Monitoring, Telemetry, Grafana and Alerts

Chronix includes a large monitoring and telemetry layer around the trading system.

Grafana is the main surface for historical and operational dashboards:

connector health;
feed status;
latency metrics;
order round-trip metrics;
rate-limit state;
account and exposure metrics;
strategy business metrics;
algo runtime status;
algo administration views: status, parameters, pauses/stops, inventory, orders, risk events and rate-limit state;
technical service status;
error and event timelines;
historical risk and execution analytics.

Telemetry is not only for engineering. It is a business and operations layer:

traders see whether a workflow is behaving normally;
risk managers see exposure and limit state;
operators see service health and alerts;
engineers diagnose latency, reconnects and failure modes;
quants compare strategy behavior across live and historical runs.

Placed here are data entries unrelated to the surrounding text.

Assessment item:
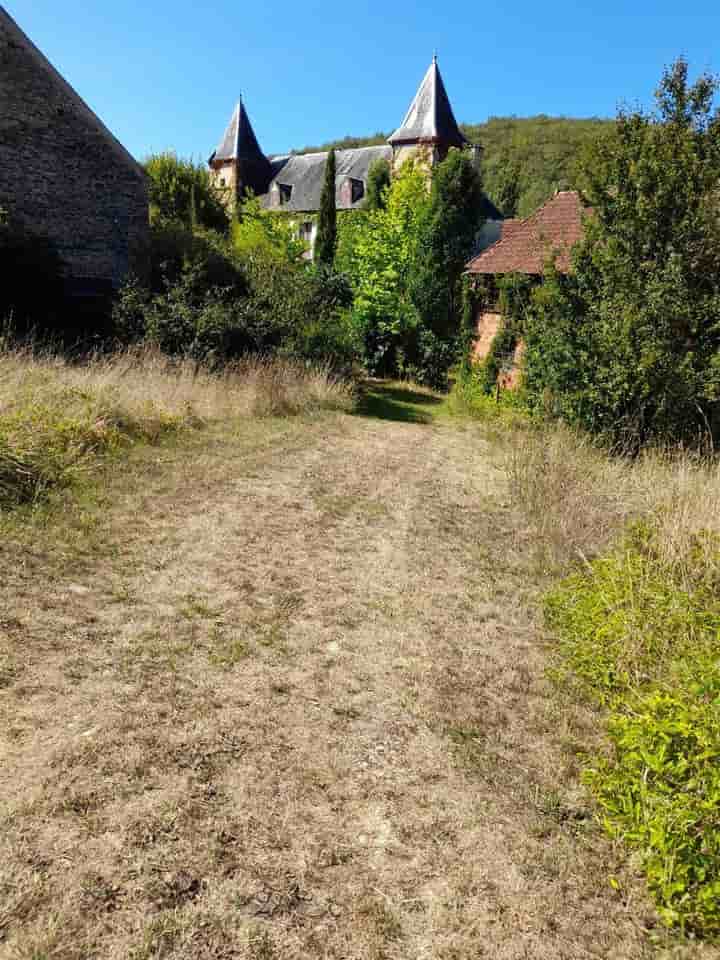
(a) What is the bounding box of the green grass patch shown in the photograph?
[546,526,720,937]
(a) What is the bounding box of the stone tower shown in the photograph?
[388,56,470,170]
[208,99,272,213]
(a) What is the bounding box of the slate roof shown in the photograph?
[260,144,392,212]
[0,6,147,181]
[466,190,585,274]
[388,57,468,147]
[210,100,263,163]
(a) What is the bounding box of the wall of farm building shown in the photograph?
[0,8,148,286]
[472,308,525,390]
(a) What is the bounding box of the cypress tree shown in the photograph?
[365,160,390,210]
[315,150,337,267]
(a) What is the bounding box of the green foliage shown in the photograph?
[230,195,305,264]
[493,150,522,217]
[339,150,481,387]
[365,160,390,210]
[546,526,720,934]
[410,149,482,348]
[477,273,535,393]
[526,60,720,447]
[144,151,229,232]
[472,114,611,217]
[297,114,612,217]
[348,163,429,375]
[315,150,337,267]
[113,216,356,367]
[0,212,64,332]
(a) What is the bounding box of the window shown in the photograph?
[350,177,365,203]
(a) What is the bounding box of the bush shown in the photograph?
[525,60,720,450]
[113,231,357,369]
[546,524,720,935]
[0,349,355,513]
[0,210,65,332]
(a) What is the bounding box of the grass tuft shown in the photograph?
[0,349,355,508]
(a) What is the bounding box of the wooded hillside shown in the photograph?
[296,114,611,217]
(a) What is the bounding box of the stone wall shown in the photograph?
[472,309,525,389]
[0,7,148,286]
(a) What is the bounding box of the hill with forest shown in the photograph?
[295,114,613,217]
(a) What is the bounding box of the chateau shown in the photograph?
[0,6,149,296]
[208,57,502,249]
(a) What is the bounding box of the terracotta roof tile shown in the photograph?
[466,190,584,274]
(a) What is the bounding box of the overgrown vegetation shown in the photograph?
[340,150,482,387]
[0,349,354,509]
[510,414,720,936]
[525,60,720,449]
[297,114,612,217]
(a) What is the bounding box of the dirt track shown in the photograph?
[0,398,688,960]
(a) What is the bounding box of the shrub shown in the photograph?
[0,349,355,509]
[546,524,720,934]
[0,211,64,332]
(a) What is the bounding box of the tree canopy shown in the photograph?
[315,150,337,267]
[526,59,720,446]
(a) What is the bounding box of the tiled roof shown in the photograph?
[210,100,262,162]
[466,190,584,274]
[0,5,147,180]
[260,144,392,212]
[388,57,467,147]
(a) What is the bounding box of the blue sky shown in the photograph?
[7,0,720,159]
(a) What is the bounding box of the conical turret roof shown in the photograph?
[388,57,468,147]
[210,100,264,160]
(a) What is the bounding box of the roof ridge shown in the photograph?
[0,4,147,178]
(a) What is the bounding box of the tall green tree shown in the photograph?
[495,152,522,217]
[144,151,229,233]
[365,160,390,211]
[315,150,337,267]
[526,59,720,447]
[347,163,429,376]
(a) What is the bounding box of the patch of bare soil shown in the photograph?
[0,402,716,960]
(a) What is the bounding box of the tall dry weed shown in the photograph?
[507,416,720,578]
[0,348,355,505]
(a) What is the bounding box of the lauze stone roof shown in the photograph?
[467,190,586,274]
[388,57,468,147]
[261,144,392,212]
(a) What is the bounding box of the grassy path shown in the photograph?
[0,387,696,960]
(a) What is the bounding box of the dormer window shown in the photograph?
[350,177,365,203]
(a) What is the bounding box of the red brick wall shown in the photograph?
[472,309,525,390]
[0,7,148,285]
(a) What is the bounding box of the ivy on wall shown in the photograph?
[478,273,537,394]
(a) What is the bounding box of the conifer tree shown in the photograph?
[365,160,390,210]
[315,150,337,267]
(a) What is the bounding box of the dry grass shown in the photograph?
[0,350,354,506]
[0,386,717,960]
[505,425,720,577]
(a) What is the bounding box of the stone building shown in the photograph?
[208,57,502,250]
[0,6,148,296]
[466,190,587,387]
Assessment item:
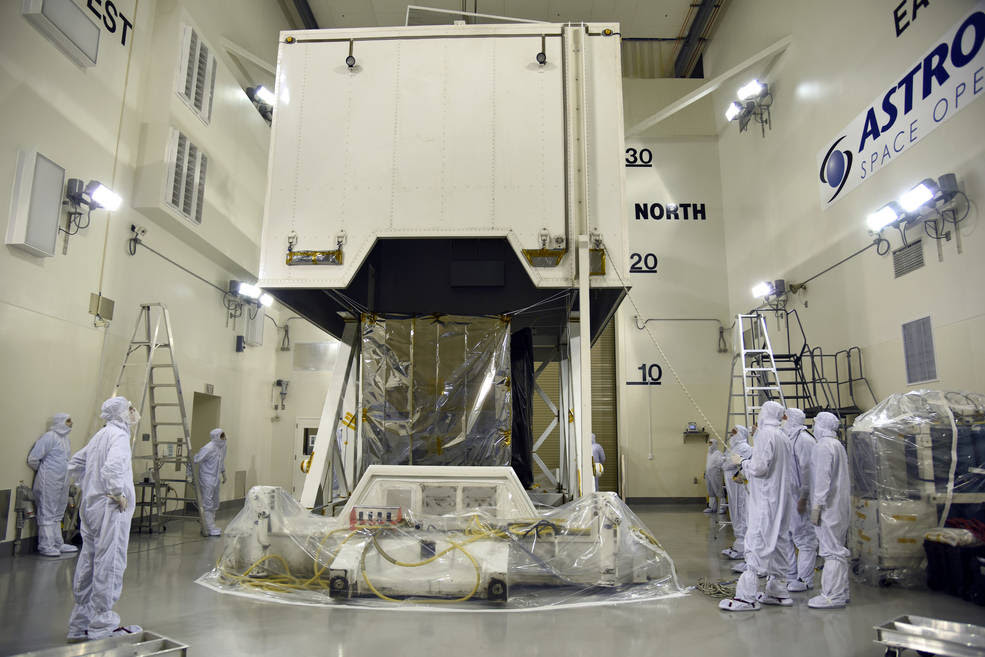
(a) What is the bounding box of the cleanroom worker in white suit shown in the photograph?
[705,439,725,513]
[195,428,226,536]
[718,401,796,611]
[783,408,817,591]
[592,433,605,490]
[807,413,851,609]
[722,424,752,559]
[27,413,79,557]
[68,397,141,641]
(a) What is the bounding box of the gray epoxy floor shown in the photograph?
[0,506,985,657]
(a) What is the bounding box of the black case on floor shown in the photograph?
[923,540,985,605]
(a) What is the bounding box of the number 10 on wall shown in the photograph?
[626,363,663,386]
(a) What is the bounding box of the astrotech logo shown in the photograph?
[818,135,852,203]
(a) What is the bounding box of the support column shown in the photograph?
[578,235,595,495]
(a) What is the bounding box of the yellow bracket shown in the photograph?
[287,249,342,266]
[523,249,568,267]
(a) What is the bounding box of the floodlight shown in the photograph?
[86,180,123,212]
[737,80,766,100]
[866,202,903,232]
[236,283,263,299]
[253,84,277,105]
[899,178,939,212]
[752,281,773,297]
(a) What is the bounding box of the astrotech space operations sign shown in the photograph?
[817,2,985,208]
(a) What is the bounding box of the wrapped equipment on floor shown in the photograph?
[199,465,683,610]
[848,390,985,586]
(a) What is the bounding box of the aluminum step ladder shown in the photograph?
[725,313,786,433]
[113,303,205,535]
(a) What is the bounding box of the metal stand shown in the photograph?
[113,303,205,533]
[725,313,786,430]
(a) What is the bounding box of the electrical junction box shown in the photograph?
[6,150,65,257]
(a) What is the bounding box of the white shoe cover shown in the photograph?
[110,625,144,636]
[787,578,814,593]
[718,598,762,611]
[807,595,845,609]
[756,592,793,607]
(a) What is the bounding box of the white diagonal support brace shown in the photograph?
[533,453,557,486]
[533,416,557,452]
[299,322,360,509]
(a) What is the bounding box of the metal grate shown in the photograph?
[176,25,216,124]
[893,240,923,278]
[903,317,937,385]
[167,128,209,224]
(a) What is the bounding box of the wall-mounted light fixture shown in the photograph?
[865,173,971,270]
[725,80,773,137]
[59,178,123,243]
[229,281,274,317]
[246,84,277,125]
[865,173,970,239]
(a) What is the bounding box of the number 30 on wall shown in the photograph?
[626,363,664,386]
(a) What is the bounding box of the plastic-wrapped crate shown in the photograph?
[848,390,985,586]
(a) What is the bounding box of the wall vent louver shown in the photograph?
[176,25,216,124]
[903,317,937,385]
[165,128,209,224]
[893,240,923,278]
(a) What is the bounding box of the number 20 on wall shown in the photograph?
[629,253,657,274]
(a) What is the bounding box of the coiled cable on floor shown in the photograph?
[694,577,739,599]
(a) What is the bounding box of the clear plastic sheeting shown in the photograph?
[848,390,985,586]
[192,486,684,611]
[360,315,512,474]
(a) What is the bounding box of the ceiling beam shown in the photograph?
[626,36,793,137]
[674,0,717,78]
[294,0,318,30]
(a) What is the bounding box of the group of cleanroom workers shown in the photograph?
[705,401,851,611]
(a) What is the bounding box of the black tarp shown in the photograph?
[510,328,534,489]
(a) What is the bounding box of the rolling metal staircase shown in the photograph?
[725,309,877,430]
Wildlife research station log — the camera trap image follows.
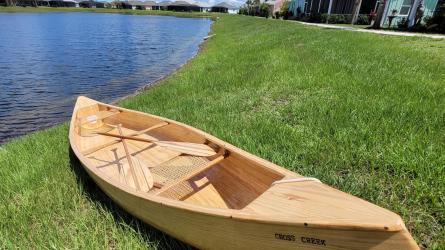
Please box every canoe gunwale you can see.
[69,96,406,232]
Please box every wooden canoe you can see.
[69,97,418,249]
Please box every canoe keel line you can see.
[69,97,419,249]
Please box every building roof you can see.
[156,1,171,6]
[126,1,144,6]
[212,2,237,9]
[169,0,198,6]
[142,1,156,6]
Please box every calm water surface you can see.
[0,13,211,143]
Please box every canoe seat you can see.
[150,155,209,186]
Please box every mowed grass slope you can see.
[0,16,445,249]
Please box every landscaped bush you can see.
[320,14,350,24]
[259,3,269,18]
[425,3,445,33]
[355,15,371,25]
[238,7,249,15]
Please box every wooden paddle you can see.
[97,132,216,157]
[117,124,153,192]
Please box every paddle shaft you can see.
[117,124,141,190]
[97,132,216,157]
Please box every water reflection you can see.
[0,13,211,143]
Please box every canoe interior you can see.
[75,104,284,209]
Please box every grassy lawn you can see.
[0,15,445,249]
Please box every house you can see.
[122,1,145,10]
[142,1,156,10]
[289,0,377,16]
[210,2,238,14]
[167,0,202,12]
[153,1,171,10]
[377,0,440,27]
[46,0,80,7]
[79,1,105,8]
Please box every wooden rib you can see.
[156,155,226,195]
[117,124,141,190]
[97,132,216,157]
[82,122,169,156]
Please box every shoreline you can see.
[0,10,218,145]
[0,6,222,21]
[110,25,217,105]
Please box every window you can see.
[399,0,412,16]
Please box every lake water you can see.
[0,13,211,143]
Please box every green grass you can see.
[0,15,445,249]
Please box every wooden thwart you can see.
[97,132,216,157]
[82,122,169,155]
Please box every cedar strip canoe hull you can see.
[69,97,418,249]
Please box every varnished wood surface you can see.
[69,97,418,249]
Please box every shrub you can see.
[238,6,249,15]
[356,15,371,25]
[274,11,280,19]
[397,18,408,30]
[425,3,445,33]
[259,3,269,18]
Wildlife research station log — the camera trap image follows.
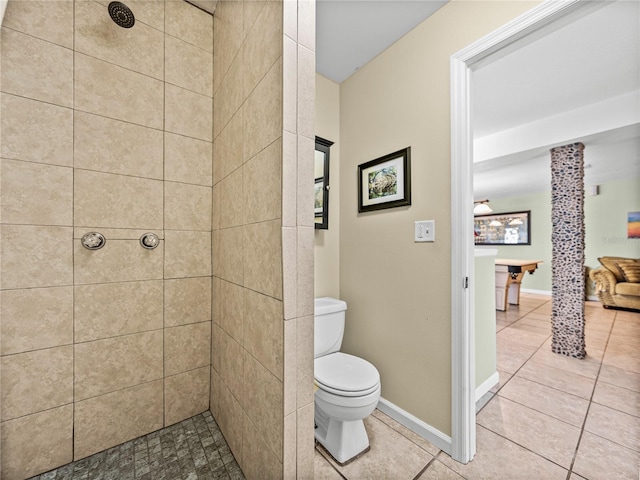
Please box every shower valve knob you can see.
[140,233,160,250]
[81,232,107,250]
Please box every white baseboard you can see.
[378,397,451,455]
[476,372,500,402]
[520,287,551,296]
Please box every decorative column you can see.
[551,143,586,358]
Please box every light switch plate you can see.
[414,220,436,242]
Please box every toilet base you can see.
[315,405,370,465]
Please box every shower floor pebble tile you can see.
[30,412,244,480]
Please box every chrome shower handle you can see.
[140,232,160,250]
[80,232,107,250]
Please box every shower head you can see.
[108,2,136,28]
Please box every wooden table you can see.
[495,258,542,312]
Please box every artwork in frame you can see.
[627,212,640,238]
[313,177,324,217]
[358,147,411,213]
[473,210,531,245]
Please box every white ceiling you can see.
[316,0,640,199]
[316,0,448,83]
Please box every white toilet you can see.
[314,297,380,465]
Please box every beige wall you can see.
[340,1,536,434]
[0,1,213,480]
[211,0,315,479]
[314,74,340,298]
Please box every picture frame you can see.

Alerts are primarily handled through Grafana alerting, plus lightweight scripts or notification routing where a deployment needs a custom channel or action. This keeps alerting close to the same metrics and event data used for monitoring. Alerts convert abnormal states into action:

risk alerts;
connector health alerts;
latency and rate-limit alerts;
strategy error alerts;
execution/order-state alerts;
formula-based market condition alerts;
acknowledgement, silence, resolution and escalation flows.

Chronix should not be allowed to sit silently in an abnormal state. The goal is to surface failures, degradation and unsafe conditions quickly enough that a desk can act.